Summary and Analysis
Chapter 14
Summary
The Everglades and Lake Okeechobee are Tea Cake's territory. He knows the work, the bosses, the workers, and the camps. He and Janie arrive early so that they can get a room at a hotel where they will have access to a bathtub. Work in the muck is very dirty. They move on a few days later to a location where there is the assurance of work with a boss that Tea Cake likes. They rent a two-room house, which Janie soon turns into a home while Tea Cake plants beans. For diversion, Tea Cake proposes that he teach Janie how to handle guns and shoot.
The workers pour into the camp, but Tea Cake can't make any extra money gambling because this is the start of the season, and nobody has any money. The lively life of migrants surrounds Janie. These people work hard all day and play hard at night. The jook joints are alive with activity, and Tea Cake and Janie's house is an oasis for the other workers. Tea Cake sits in the doorway and entertains the people with his guitar and his stories.
At first, Janie only keeps house and cooks baked beans to please Tea Cake. When Janie grows tired of staying home and Tea Cake claims to be so lonesome for her that he has to take off work just to be with her, she decides to go to work with him. Together, they work and joke, and the migrants readily accept Janie. In the muck, Janie thinks about life in Eatonville and feels pity for the people there.
Analysis
In a short time, Janie gains acceptance from the other migrant workers, but only after enduring their initial judgments. After dealing with the boredom of keeping house and Tea Cake's loneliness for her, Janie decides to work in the fields with her husband. Many of the migrant workers believed that Janie "thought herself too good to work like the rest of the women." The workers pass judgment on Janie because she had not initially worked on the muck. They assumed that she considered herself too privileged to subject herself to the difficult labor of the migrant workers. She fits in quickly, and the judgments made by the workers are dropped as they witness the "romping and playing they [Tea Cake and Janie] carried on behind the boss's back."

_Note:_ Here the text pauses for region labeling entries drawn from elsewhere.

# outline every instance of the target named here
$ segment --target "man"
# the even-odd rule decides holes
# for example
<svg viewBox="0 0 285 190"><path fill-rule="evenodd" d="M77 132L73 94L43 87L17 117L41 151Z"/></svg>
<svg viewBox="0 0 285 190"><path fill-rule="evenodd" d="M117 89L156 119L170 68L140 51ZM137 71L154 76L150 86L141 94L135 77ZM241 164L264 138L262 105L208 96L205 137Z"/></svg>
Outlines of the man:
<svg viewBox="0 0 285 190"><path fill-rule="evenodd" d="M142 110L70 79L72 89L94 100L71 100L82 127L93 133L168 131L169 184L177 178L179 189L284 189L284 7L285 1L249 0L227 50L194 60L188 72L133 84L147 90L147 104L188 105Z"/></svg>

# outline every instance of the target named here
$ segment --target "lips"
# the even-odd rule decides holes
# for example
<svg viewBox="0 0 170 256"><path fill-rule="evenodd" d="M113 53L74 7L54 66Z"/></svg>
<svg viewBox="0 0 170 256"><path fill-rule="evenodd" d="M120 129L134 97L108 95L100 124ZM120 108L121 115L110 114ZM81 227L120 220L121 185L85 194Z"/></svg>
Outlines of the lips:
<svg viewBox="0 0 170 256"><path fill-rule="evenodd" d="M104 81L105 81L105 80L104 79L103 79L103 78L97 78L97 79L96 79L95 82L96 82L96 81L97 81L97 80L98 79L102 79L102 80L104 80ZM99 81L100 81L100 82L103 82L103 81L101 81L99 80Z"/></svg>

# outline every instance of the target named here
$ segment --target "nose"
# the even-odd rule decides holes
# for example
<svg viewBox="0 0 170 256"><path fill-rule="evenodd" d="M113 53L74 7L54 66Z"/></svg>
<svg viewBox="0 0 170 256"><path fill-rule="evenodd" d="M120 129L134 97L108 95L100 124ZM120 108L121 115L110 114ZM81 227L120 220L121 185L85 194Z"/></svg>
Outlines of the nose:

Hurston also reveals in this chapter that Tea Cake serves to bring people together. His "house was a magnet, the unauthorized center of the 'job.'" Whether he plays the guitar or tells stories, the migrant workers seem to be drawn to Tea Cake and his charming personality, much like Janie is.
Unlike Janie's other husbands, Tea Cake makes a point to tell her that he loves her. He misses her so much while he is working in the fields that he convinces her to get a job working along side of him. Janie is the center of Tea Cake's world, and he does not want her to forget it.
Glossary
pickin' my box playing my guitar.
dyke . . . Indians Hurston has inserted two seemingly insignificant details here which she will later use for dramatic effect when the hurricane strikes. Tea Cake and Janie live very close to the lake, and they will see Indians leaving as the storm approaches — yet they choose to ignore the wisdom of these local people.
jook bar
flivver a small, cheap automobile, especially an old one.
sit in the doorway Hurston does not even suggest that the migrants go into Janie's house.
black-eyed peas and rice This combination is known as "Hoppin' John." It is a staple with a long history in Southern cooking.